An idea for social change that began at NC State University was a grand prize winner in Microsoft’s YouthSpark Challenge for Change contest earlier this year.  

Steven Mazur, ‘13, a former student in the Engineering Entrepreneurs Program (EEP) and NC State Park Scholar, co-founded Triangle Youth Leadership Services (TYLS) with fellow Park Scholar Adam Dunn, ’13 during their freshman year at NC State. As grand prize winners of the YouthSpark Challenge, TYLS received a Microsoft-sponsored volunteer trip to Kenya, a $2,500 cash prize, and a variety of Microsoft products—including a tablet and smartphone.

The competition is hosted by Microsoft Citizenship and targets youth-driven programs led by young adults. Referred to as a “brilliant spark of social good” by Microsoft, TYLS was selected as one of five grand prize winners out of a group of 20 finalists. The NC State community helped TYLS cinch their win by voting via Microsoft’s website, but the 20 finalists were selected by a judging panel.

TYLS started as a service organization at NC State designed to help prepare high school students to solve challenges facing their communities. 

Through the years, the organization hosted several conferences on campus for approximately 250 high school students. During the two-day curriculum, participants worked in teams to solve real-life community challenges through a design-thinking lens. 

According to Dunn, dozens of student volunteers at NC State have been paired with hundreds of high school students from across the state at the annual conferences.

Participants leave with a concrete solution to a problem in their local communities that they, even as high school students, can pursue. 

Mazur said TYLS plans to use the prize money they received from Microsoft’s YouthSpark Challenge to provide funding for some of these project ideas. Plans also include expanding their model to other universities, which will require TYLS to hire additional employees to help manage the program.

“Until my senior year, I viewed TYLS as a service organization and not a scalable business,” Mazur explained. “The Engineering Entrepreneurs Program (EEP) introduced me to formal entrepreneurship, and allowed me to see TYLS with an entrepreneurial eye. While the organization didn’t change much once this happened, our ambitions surely did.”

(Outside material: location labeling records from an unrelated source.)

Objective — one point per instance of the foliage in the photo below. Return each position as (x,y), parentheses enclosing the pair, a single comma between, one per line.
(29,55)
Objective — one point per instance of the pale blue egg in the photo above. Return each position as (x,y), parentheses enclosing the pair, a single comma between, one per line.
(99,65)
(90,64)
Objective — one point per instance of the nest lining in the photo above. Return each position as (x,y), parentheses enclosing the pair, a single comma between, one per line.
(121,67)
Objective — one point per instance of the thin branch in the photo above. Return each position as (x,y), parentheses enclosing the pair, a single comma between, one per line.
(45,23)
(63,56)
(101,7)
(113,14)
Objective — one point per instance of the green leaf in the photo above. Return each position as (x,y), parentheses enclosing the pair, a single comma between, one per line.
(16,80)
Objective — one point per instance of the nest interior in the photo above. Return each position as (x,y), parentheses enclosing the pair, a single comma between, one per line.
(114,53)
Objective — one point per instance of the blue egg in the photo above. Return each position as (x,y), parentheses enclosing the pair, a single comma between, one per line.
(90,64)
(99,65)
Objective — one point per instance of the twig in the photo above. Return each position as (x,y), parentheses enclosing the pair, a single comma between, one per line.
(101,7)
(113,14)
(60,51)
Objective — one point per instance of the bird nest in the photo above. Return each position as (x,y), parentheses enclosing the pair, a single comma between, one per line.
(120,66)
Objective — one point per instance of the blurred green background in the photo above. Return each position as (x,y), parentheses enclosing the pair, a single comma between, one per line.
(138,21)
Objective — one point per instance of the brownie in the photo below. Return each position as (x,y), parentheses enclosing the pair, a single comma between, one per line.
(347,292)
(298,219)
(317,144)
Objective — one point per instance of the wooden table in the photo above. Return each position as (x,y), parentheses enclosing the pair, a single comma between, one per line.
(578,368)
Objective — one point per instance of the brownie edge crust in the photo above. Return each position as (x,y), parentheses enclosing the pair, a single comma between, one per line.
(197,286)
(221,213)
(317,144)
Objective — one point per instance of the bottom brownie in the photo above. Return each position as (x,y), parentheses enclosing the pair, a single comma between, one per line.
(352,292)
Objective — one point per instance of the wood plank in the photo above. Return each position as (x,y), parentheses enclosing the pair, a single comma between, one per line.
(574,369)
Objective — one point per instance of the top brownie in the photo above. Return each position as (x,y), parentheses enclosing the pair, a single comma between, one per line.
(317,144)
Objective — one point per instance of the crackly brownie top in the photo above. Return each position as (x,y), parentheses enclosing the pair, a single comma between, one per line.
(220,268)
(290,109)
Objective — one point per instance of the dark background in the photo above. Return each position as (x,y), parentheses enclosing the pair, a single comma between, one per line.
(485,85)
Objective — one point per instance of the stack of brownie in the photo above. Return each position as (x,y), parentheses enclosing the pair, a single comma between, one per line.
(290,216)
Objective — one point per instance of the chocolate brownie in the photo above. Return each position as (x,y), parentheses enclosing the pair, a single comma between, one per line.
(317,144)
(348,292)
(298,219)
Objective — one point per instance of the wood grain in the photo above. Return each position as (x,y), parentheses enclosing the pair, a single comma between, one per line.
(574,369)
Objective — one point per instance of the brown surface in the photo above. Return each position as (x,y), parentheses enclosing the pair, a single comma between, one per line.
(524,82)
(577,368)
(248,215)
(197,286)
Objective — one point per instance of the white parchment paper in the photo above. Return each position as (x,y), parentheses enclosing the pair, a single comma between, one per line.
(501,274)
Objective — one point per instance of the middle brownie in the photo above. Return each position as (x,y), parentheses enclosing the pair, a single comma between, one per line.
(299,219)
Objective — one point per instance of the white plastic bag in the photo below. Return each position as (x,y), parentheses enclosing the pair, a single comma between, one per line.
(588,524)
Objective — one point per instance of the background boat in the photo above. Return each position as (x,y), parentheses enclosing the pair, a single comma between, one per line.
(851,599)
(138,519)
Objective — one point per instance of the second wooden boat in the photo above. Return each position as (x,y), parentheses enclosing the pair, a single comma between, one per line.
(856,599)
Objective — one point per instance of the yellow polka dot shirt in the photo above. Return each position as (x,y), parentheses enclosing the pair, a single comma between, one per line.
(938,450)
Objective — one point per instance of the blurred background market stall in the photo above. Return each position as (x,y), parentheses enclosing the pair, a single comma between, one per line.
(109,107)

Meanwhile, the program continues to flourish right here on campus where it began. Led by students like Andriy Shymonyak, ’15, a student in the College of Humanities and Social Sciences and the Poole College of Management, TYLS has expanded from a one-day conference to a two-day event. 

But perhaps its most significant contribution is, “the individual comments from parents and students as they reflect on their experience [at the TYLS conference] and their push to make change in their local communities,” Shymonyak said.